Indonesia and Australia may start Joint Patrols in the South China Sea

Noriko Watanabe and Lee Jay Walker

Modern Tokyo Times


The nations of Australia and Indonesia are considering joint patrols in the South China Sea according to various reports. If so, this is a remarkable transformation because both nations were at loggerheads over the crisis in East Timor, that ultimately led to the independence of East Timor based on support from Australia. Therefore, the prospect of joint patrols between Australia and Indonesia bodes well for taking ties to a new level in the area of security.

Ryamizard Ryacudu, the Defense Minister of Indonesia, was extremely positive after meeting the defense and foreign ministers of Australia. Apparently, he suggested joint patrols in the eastern parts of the South China Sea based on the need to shore up greater security and the free movement of shipping.

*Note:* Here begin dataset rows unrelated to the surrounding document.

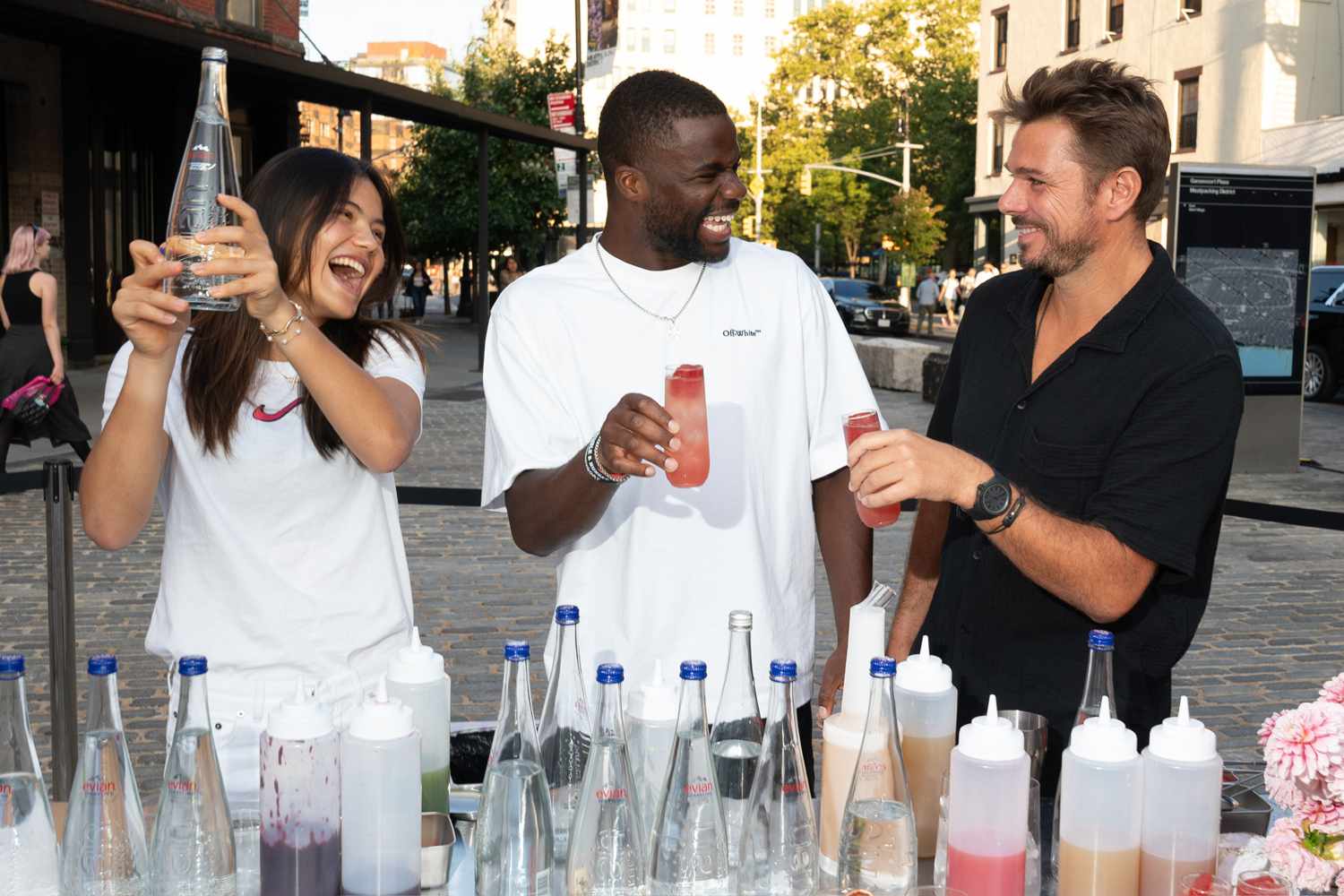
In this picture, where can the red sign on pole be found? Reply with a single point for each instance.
(561, 105)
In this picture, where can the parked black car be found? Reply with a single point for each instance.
(1324, 333)
(867, 308)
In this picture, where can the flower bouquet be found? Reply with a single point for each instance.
(1304, 772)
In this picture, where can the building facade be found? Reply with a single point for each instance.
(1233, 74)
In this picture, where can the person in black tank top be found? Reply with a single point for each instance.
(31, 346)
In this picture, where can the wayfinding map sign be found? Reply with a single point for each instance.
(1241, 239)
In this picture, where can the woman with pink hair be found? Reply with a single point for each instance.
(31, 344)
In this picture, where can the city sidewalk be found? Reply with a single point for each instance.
(1269, 638)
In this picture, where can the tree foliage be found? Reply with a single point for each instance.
(437, 188)
(847, 83)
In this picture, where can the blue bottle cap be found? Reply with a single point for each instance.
(1101, 640)
(191, 667)
(693, 670)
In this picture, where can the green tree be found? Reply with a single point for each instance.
(437, 188)
(857, 80)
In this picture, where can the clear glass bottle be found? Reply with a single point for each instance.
(207, 169)
(566, 731)
(779, 848)
(29, 855)
(104, 848)
(191, 852)
(738, 728)
(878, 840)
(513, 839)
(690, 836)
(609, 844)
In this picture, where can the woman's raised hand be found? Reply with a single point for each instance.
(152, 320)
(258, 277)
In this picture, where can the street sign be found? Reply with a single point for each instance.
(561, 107)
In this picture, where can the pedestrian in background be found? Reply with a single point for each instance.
(31, 346)
(926, 300)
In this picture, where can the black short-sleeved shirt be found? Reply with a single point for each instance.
(1132, 429)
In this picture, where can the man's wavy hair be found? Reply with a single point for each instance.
(1117, 118)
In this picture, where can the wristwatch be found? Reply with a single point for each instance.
(994, 497)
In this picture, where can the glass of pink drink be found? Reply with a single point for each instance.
(857, 425)
(685, 401)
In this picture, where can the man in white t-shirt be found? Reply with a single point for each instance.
(574, 381)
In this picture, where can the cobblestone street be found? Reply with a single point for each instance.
(1271, 634)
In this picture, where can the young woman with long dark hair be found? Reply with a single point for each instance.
(269, 437)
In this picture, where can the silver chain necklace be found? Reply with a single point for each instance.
(669, 322)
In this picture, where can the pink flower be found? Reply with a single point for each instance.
(1306, 743)
(1333, 689)
(1287, 856)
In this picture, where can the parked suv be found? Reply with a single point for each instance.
(1324, 333)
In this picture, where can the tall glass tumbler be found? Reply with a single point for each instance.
(685, 401)
(857, 425)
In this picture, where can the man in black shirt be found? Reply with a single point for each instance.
(1078, 457)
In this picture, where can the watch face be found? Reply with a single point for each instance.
(995, 498)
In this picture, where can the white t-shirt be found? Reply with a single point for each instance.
(276, 563)
(656, 578)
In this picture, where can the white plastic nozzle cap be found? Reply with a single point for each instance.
(382, 718)
(1104, 739)
(991, 737)
(416, 662)
(1183, 739)
(924, 672)
(656, 699)
(300, 719)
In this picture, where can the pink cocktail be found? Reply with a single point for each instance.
(986, 874)
(857, 425)
(685, 401)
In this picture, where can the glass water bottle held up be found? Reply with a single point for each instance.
(779, 847)
(104, 845)
(878, 840)
(607, 855)
(513, 836)
(29, 856)
(738, 729)
(193, 847)
(690, 852)
(207, 169)
(564, 731)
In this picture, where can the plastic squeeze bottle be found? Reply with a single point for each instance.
(1101, 788)
(841, 734)
(1183, 788)
(986, 807)
(926, 704)
(379, 796)
(416, 677)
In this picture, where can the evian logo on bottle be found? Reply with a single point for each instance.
(99, 788)
(699, 788)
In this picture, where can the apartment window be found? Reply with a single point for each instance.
(996, 156)
(1002, 38)
(1187, 104)
(241, 11)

If – like Ryamizard Ryacudu is suggesting – Australia agrees to joint patrols then this will be a continuation of Indonesia’s outreach policy. After all, other nations, including Vietnam, are pivotal to Indonesia’s policy of preventing any encroachment that threatens to upset the status quo in the South China Sea. At the same time, it provides Indonesia with greater clout because of favorable regional relations.

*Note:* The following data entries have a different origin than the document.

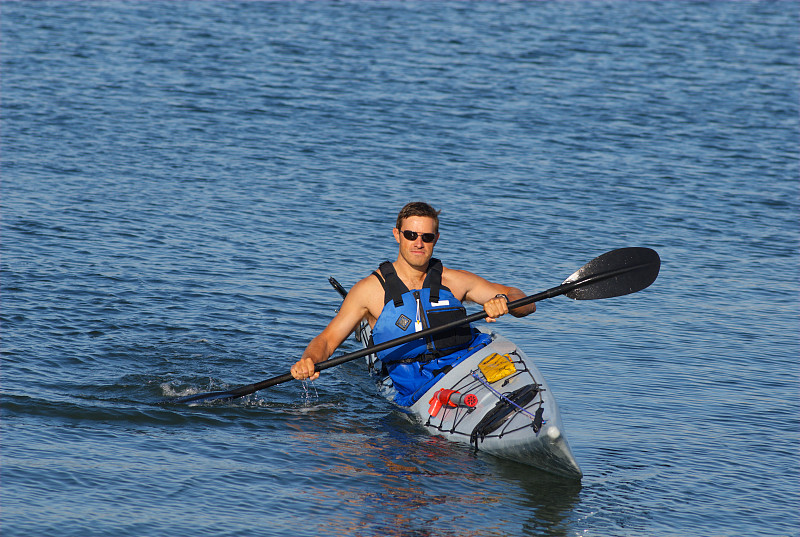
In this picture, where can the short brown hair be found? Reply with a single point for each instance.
(418, 208)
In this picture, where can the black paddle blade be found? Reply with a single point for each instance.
(615, 273)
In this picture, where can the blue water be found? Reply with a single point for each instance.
(179, 179)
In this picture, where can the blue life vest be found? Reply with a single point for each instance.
(416, 366)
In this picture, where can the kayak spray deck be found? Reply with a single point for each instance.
(513, 413)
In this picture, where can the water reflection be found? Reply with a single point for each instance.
(390, 478)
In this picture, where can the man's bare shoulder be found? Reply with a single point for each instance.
(367, 294)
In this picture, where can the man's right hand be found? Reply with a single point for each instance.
(304, 370)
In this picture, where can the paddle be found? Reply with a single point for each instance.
(615, 273)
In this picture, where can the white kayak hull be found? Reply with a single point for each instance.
(524, 425)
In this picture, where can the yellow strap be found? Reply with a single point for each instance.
(497, 367)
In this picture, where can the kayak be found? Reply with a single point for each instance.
(494, 400)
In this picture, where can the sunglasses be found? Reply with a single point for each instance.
(412, 236)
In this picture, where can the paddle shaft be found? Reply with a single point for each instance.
(622, 261)
(333, 362)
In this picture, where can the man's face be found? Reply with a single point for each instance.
(411, 237)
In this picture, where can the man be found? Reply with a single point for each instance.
(411, 294)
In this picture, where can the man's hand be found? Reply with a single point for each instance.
(304, 370)
(496, 307)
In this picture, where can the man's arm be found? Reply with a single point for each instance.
(353, 310)
(482, 291)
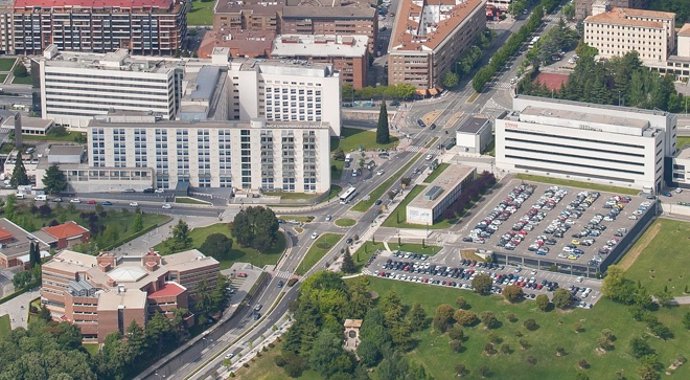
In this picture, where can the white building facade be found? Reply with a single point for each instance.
(580, 141)
(255, 155)
(75, 87)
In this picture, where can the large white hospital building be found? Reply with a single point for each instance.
(581, 141)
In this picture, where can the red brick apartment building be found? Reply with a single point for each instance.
(105, 293)
(145, 27)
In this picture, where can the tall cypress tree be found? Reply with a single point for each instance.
(382, 132)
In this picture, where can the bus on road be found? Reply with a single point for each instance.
(347, 195)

Indonesia is concerned about the Natuna Islands because this area is an exclusive economic zone but China’s encroachment is a concern. Yet, unlike other regional nations with territorial disputes with China – for example, Vietnam and Japan – then Indonesia is on the sidelines.

Despite this, the importance of the flow of energy and commercial ships from the Middle East to East Asia – alongside the significance of the South China Sea – means that geopolitics is an instrumental issue for Indonesia. This reality means that Indonesia is focused on international law, strengthening security with regional nations, protecting the freedom of shipping, cooperating with regional institutions, and other important areas based on national security.

In turn, nations like America and Japan will welcome measures being taken by Indonesia. This is based on political elites in Washington and Tokyo being worried by the ambitions of China. However, despite this, Indonesia still hopes to broker positive relations with China but based on greater strength based on joint regional initiatives and strengthening regional organizations. Therefore, while nothing is currently set in stone in relation to joint patrols between Australia and Indonesia, it does shed light on the ambitions of political elites in Jakarta.